AAN.com: Are higher doses more likely to promote an immune response, inflammation and neuronal damage, or be tumorogenic?

Aminoff: Unlike certain other viral vectors, this does not seem to be the case.

AAN.com: You describe two cohorts of a phase I study. Do you think your results support the design of phase II studies?

Aminoff: We firmly believe that a phase II study is now appropriate and such a study is planned, probably involving several sites.

AAN.com: What other gene therapies for PD are under evaluation?

Aminoff: A study involving the glutamic acid decarboxylase (GAD ) gene is currently underway. A phase II study of neurturin was recently completed but to my knowledge, the results have not yet been published. I can therefore not comment on this last study.

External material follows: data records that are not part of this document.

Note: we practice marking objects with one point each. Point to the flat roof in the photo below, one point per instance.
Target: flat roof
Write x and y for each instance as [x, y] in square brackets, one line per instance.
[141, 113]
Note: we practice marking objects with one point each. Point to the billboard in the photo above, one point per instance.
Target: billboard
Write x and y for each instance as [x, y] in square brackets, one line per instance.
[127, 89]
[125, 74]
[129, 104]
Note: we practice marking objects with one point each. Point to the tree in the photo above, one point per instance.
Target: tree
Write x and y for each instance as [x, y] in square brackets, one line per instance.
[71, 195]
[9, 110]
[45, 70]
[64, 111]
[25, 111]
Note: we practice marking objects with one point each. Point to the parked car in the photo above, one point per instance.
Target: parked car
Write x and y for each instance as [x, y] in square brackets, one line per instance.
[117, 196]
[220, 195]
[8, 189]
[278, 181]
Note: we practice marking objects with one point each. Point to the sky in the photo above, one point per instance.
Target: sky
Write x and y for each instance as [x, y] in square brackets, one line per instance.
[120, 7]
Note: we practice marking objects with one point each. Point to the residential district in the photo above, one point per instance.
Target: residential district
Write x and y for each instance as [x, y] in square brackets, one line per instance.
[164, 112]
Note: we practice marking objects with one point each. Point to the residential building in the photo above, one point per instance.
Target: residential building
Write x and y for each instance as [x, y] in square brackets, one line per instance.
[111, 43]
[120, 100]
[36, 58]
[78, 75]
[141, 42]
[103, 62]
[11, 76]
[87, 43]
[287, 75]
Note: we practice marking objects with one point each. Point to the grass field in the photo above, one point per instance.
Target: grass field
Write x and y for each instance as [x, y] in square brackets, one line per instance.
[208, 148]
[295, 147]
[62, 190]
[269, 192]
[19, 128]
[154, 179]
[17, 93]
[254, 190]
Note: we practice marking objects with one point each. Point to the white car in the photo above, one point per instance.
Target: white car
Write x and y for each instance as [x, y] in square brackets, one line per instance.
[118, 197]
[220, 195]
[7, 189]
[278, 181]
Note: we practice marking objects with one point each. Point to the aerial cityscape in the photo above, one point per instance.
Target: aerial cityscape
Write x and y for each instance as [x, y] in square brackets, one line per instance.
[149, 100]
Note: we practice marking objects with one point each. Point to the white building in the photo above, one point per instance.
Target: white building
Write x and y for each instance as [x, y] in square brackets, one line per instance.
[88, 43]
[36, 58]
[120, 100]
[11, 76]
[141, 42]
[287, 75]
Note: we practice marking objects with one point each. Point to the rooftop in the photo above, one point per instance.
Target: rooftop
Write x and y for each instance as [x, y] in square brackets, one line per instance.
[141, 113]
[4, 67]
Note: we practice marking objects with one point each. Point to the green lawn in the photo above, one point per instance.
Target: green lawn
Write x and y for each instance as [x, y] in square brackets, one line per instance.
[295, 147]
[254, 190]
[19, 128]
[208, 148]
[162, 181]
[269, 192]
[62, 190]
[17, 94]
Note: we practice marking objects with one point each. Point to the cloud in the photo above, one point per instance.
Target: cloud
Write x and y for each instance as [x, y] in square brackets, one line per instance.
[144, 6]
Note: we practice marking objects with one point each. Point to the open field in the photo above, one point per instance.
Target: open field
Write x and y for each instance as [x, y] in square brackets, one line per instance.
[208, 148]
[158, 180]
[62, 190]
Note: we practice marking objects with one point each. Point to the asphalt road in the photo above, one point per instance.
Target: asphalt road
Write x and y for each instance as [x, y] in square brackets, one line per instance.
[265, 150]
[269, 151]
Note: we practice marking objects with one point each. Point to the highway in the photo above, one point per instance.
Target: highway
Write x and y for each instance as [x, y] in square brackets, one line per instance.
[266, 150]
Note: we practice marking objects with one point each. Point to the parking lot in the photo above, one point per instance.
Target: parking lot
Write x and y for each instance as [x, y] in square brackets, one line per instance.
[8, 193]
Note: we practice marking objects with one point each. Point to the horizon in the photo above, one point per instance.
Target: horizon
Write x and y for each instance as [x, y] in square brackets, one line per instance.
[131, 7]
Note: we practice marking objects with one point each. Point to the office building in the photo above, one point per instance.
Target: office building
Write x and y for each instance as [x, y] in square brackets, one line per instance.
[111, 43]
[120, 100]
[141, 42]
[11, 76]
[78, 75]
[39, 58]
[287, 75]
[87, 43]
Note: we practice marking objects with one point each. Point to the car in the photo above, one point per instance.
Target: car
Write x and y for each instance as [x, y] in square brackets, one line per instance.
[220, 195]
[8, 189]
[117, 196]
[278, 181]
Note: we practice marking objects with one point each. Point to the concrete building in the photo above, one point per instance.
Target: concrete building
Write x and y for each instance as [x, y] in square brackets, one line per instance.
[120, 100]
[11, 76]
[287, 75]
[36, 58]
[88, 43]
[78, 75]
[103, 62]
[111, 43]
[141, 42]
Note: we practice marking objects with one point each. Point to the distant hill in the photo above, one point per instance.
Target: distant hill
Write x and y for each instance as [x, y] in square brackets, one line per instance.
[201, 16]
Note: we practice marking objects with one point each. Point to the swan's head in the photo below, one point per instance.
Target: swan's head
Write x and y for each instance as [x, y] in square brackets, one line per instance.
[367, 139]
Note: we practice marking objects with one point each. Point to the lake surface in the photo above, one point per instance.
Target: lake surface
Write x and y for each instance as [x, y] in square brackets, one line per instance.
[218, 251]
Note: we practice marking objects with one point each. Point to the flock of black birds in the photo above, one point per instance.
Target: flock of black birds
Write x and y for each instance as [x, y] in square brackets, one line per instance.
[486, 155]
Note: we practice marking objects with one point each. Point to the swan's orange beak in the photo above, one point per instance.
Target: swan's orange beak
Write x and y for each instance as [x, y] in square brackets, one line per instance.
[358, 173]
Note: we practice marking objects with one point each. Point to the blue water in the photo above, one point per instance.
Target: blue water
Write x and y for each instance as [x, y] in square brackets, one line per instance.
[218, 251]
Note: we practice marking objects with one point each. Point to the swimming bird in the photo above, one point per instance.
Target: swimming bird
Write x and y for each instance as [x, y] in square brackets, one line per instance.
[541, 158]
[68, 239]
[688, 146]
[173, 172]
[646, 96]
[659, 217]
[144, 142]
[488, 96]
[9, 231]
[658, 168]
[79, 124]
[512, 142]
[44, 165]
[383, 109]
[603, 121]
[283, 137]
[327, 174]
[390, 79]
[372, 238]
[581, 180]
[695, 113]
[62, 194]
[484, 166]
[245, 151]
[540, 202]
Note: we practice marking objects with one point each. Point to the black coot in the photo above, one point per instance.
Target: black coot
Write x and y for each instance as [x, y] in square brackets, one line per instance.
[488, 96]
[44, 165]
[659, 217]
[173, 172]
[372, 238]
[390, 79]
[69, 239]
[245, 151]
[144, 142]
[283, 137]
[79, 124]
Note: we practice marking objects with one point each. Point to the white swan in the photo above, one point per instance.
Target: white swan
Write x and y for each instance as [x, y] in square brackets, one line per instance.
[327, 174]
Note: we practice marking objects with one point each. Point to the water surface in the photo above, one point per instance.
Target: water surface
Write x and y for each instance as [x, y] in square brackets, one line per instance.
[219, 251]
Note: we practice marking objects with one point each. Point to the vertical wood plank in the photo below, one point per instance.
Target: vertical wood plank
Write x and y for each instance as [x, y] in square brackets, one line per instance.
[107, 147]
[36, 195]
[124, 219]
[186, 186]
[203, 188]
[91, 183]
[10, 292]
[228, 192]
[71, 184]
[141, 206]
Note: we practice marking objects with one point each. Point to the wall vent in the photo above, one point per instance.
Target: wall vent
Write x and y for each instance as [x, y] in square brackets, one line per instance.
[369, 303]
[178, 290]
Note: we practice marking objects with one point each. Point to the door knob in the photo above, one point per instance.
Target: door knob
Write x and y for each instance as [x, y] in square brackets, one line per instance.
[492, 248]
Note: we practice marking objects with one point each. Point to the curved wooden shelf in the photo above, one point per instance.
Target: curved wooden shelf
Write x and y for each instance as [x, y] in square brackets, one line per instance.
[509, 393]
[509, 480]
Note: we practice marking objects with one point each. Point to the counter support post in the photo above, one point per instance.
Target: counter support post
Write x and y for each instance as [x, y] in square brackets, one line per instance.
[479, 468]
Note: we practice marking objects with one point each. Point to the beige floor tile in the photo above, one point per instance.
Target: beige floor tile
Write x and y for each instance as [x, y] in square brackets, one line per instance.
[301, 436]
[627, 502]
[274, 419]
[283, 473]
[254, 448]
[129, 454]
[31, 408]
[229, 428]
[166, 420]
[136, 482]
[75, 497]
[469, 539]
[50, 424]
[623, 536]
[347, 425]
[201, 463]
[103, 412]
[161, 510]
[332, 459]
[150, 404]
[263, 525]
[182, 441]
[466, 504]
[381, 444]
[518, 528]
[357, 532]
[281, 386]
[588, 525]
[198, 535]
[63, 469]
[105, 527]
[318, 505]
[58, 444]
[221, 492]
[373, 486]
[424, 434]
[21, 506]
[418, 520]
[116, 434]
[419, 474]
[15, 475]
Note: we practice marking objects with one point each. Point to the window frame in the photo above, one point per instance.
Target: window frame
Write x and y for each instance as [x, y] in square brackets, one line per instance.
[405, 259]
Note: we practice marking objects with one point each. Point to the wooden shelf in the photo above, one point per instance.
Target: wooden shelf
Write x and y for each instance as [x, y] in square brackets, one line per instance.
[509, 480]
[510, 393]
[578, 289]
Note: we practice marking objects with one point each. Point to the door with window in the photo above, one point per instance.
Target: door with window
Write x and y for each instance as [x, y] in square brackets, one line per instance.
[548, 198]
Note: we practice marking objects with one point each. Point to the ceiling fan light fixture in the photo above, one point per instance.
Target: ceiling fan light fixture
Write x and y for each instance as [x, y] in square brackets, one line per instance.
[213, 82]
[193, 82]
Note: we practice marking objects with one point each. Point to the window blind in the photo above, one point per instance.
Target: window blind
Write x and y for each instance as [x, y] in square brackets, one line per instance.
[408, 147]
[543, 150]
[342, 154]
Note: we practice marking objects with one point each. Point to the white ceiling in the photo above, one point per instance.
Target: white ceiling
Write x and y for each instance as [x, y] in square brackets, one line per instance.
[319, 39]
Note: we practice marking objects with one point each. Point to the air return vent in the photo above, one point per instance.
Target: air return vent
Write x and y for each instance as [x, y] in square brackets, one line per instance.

AAN.com: Do you anticipate that gene therapy will become a standard element of the armamentarium to treat PD in the next five to 10 years? What barriers (scientific, social, political) do you foresee?

Aminoff: Whether gene therapy becomes a standard treatment obviously depends on the outcome of these early studies. I am very optimistic about the future, if not with the genes that we have mentioned, then with other genes. Gene therapy, unlike deep-brain stimulation, does not require specialized programming and is not subject to complications such as device malfunction or the need for replacement of battery. It may also avoid complications that relate to pharmacological effects on widespread regions of the brain.

Author Disclosures

Within the past 24 months, Dr. Aminoff has received compensation as a consultant for iPerian, and has received royalties for chapters he authored for titles published by Elsevier and McGraw-Hill. In the same period, he received compensation for his service as Director of the American Board of Psychiatry & Neurology. He has served as series editor of the Handbook of Clinical Neurology (Elsevier). He has also served as an expert witness within the past 24 months. Dr. Aminoff has received research support from NIH, Avigen, Genzyme, and the Parkinson Study Group in the last five years.

Dr. Merino performed a one-time consultation with staff from Bell, Falla and Associates.